Maravilhosa crítica.
me peguei com as esganadas, e deitei todas as páginas em uma tarde, e posso lhe afirmar, não valeu a pena, perdi minha tarde.
abraços
Franklin
Terminei de ler As Esganadas ontem.
Comprei pelo Submarino, ou seja, esperei ansioso pelo livro.
Ontem postei o seguinte no Facebook:
Jô, devolva meu dinheiro ou vomito o que li.
Obviamente, estou todo vomitado. Sinto-me como as gordas do livro, entalado com textos indigestos e crus, sem nada. A fome literária só cresceu depois deste livro pobre, sem nenhum momento marcante ou personagem.
O trecho do teatro pareceu-me a parte principal do livro e nessa hora, eu bocejei.
Caronte, seu filho de uma égua, você merecia uma história melhor, faltou sal nessa sopa de lama... e Tobias, vá procurar emprego como figurante do Zorra Total porque você não convenceu em nada.
Qualquer episódio do Scooby Doo é mais interessante, tem mais suspense. Lamentável, Jô frescou com a cara de muita gente com essa enganação... sinto-me engasgado com tanta raiva.
Quantos escritores bons estão por aí no Brasil, se oferecendo pra mostrar os textos à primos, amigos e professores desinteressados, sem a chance de publicar seus livros? O que vale é o que gera dinheiro, claro, mas porque não ter qualidade? Porque ninguém disse ao Jô que aquele final não funcionaria? Perda de tempo e de calorias mentais. Qual é o próximo distúrbio do Jô? Escrever sobre SP e a profunda história do rio Tieté? Considero As Esganadas uma piada de mal gosto do Jô para uma platéia se roendo por dentro.
Realmente, é um livro comercial e ponto. Já não havia conseguido ler os anteriores e sentia-me complexada diante da tiragem consumida e eu alheia. Mas depois de ler essa coletânea de dados históricos, na minha opinião, muito pretensiosa, tive a impressão que o autor, Jô, é um solitário que quer dividir suas impressões e não tem com quem, explorando o seu público para fazer esse papel, que ainda paga por isso.Enfim, não gostei, não recomendo e me decepcionei, pois gosto do Jô, entrevistador.

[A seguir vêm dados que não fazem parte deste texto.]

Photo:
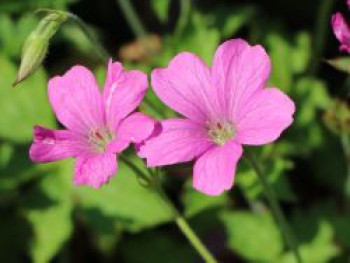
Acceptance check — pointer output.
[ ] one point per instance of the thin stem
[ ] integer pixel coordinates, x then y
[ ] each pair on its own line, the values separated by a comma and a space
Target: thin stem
185, 7
101, 51
270, 195
180, 221
320, 35
132, 18
346, 147
185, 228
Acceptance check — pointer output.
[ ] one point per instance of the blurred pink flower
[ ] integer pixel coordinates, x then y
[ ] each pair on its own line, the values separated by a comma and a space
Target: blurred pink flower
99, 126
224, 107
341, 31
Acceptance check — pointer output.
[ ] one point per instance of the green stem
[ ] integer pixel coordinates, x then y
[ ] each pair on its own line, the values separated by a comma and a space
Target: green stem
185, 228
180, 221
132, 18
270, 195
185, 7
320, 35
346, 147
101, 51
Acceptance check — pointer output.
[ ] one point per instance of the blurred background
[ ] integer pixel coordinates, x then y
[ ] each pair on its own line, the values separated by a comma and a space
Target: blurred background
44, 218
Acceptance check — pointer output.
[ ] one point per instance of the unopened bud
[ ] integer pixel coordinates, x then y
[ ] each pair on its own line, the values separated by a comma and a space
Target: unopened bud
36, 45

Li "As esganadas" e aquele final me fez sentir um esganado enganado. Que pobreza literária! Fico imaginando que ao compor aquele final, bem nas últimas linhas, Jô Soares foi acometido de uma imensa dor de barriga e escreveu o que tinha pra sair de suas entranhas e o que restou foi "aquilo". O Procon e o Ministério Público deviam atuar. Quero meu dinheiro de volta.
André Luiz Alvez
O livro vai de morno a ruim. É o típico caso da obra que vira best seller porque seu autor é da mídia, mais precisamente da GLOBO, isto, e somente isto, explica seu "sucesso"...de vendas....se fosse eu quem tivesse escrito, provavelmente nem sequer a minha mãe iria querer ler. O enredo é superficial, não prende o leitor, os mistérios são fracos e o final pior ainda. As várias tentativas do autor em fazer piadas ou criar personagens engraçados foram um completo fracasso ao longo de toda a narrativa. Não há personagens fortes, marcantes, enfim, nada dá certo. E claro, Jô Soares aproveita para vomitar toda a sua verborragia e tentar pagar de conhecedor de tudo. Fica a moral da história: o seu livro vai ser um sucesso? Depende, se a Globo falar que é, então é!! O resto, é resto!! E pensar que no Natal do ano passado, apareceram três pessoas diferentes dando este livro de presente. Isto é o que eu chama de "globalização"...ou seria "imbecilização"?